An alternative for GitHub Advanced Security Code Scanning for Actions that would also have detected the Script Injection vulnerability is ActionLint. Actionlint can also be added as a workflow.
Enable Dependabot for GitHub Actions to automatically update action references to the latest version.
To automatically keep your referenced GitHub Actions up to date, especially when you are pinning to the full commit sha, you can enable Dependabot to automatically create a pull request whenever an action is updated.
To enable Dependabot for GitHub Actions, explicitly add github-actions
to your .github/dependabot.yml
:
version: 2
updates:
- package-ecosystem: "github-actions"
directory: "/" # Location of package manifests
schedule:
interval: "weekly"
To reduce maintainer burden, GitHub Actions can be used to automate updates completely.
Consider 3rd party security hardening tools like StepSecurity's Harden Runner.
All of the above remediations are built-in features of the GitHub platform.
There are 3rd party solutions available to further secure GitHub Actions. Of those StepSecurity's Harden Runner is probably the best-known option.
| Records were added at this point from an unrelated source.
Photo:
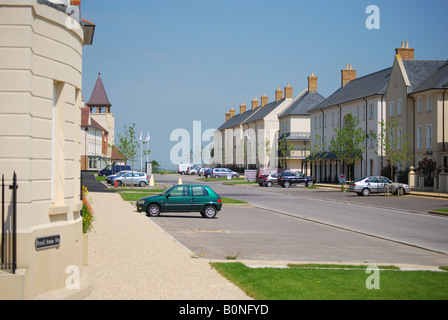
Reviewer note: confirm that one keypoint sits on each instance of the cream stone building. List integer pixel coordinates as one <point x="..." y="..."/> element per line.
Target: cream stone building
<point x="249" y="139"/>
<point x="41" y="51"/>
<point x="416" y="97"/>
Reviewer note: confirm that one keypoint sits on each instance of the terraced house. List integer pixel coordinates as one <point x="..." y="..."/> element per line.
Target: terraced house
<point x="411" y="91"/>
<point x="251" y="138"/>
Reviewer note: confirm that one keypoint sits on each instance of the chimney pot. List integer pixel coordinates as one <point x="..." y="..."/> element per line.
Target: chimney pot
<point x="405" y="52"/>
<point x="312" y="83"/>
<point x="232" y="112"/>
<point x="288" y="92"/>
<point x="278" y="94"/>
<point x="348" y="75"/>
<point x="255" y="103"/>
<point x="242" y="108"/>
<point x="264" y="100"/>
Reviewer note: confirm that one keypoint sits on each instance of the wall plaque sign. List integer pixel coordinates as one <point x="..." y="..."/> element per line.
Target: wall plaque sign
<point x="48" y="242"/>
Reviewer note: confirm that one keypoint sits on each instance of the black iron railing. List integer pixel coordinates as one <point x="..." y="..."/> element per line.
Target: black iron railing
<point x="9" y="229"/>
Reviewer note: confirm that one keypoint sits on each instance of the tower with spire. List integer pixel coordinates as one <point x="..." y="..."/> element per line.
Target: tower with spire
<point x="99" y="109"/>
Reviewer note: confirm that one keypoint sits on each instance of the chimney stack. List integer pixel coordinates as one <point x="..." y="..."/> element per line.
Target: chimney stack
<point x="348" y="75"/>
<point x="312" y="83"/>
<point x="405" y="52"/>
<point x="242" y="108"/>
<point x="278" y="94"/>
<point x="288" y="92"/>
<point x="264" y="100"/>
<point x="232" y="112"/>
<point x="255" y="104"/>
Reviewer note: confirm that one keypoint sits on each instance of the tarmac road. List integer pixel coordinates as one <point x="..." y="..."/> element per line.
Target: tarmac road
<point x="281" y="226"/>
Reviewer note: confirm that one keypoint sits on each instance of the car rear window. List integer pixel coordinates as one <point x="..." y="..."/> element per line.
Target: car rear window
<point x="199" y="191"/>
You can add harden-runner to any workflow by adding a single step to your workflow jobs:
steps:
- name: Harden Runner
uses: step-security/harden-runner@c6295a65d1254861815972266d5933fd6e532bdf # v2.11.1
with:
egress-policy: audit
The Community version of Harden runner offers the following protections to all of workflows:
- CI/CD-Aware Event Correlation: Each outbound network connection, file operation, and process execution is mapped to the exact step, job, and workflow where it occurs.
- Automated Baseline Creation: Harden-Runner builds a baseline for each job based on past outbound network connections.
- Anomaly Detection: Once the baseline is created, any future outbound calls not in the baseline trigger a detection.
- Block Network Egress Traffic with Domain Allowlist: Optionally use the automatically created baseline to control outbound network traffic by specifying allowed domains, preventing unauthorized data exfiltration.
- Detect Modification of Source Code: Monitor and alert on unauthorized changes to your source code during the CI/CD pipeline.
Conclusion
GitHub offers many features to protect your project against attacks that try to abuse GitHub Actions. Unfortunately, many of these features require explicit opt-in or configuration.
This should not be an excuse to leave your open-source projects open to attack.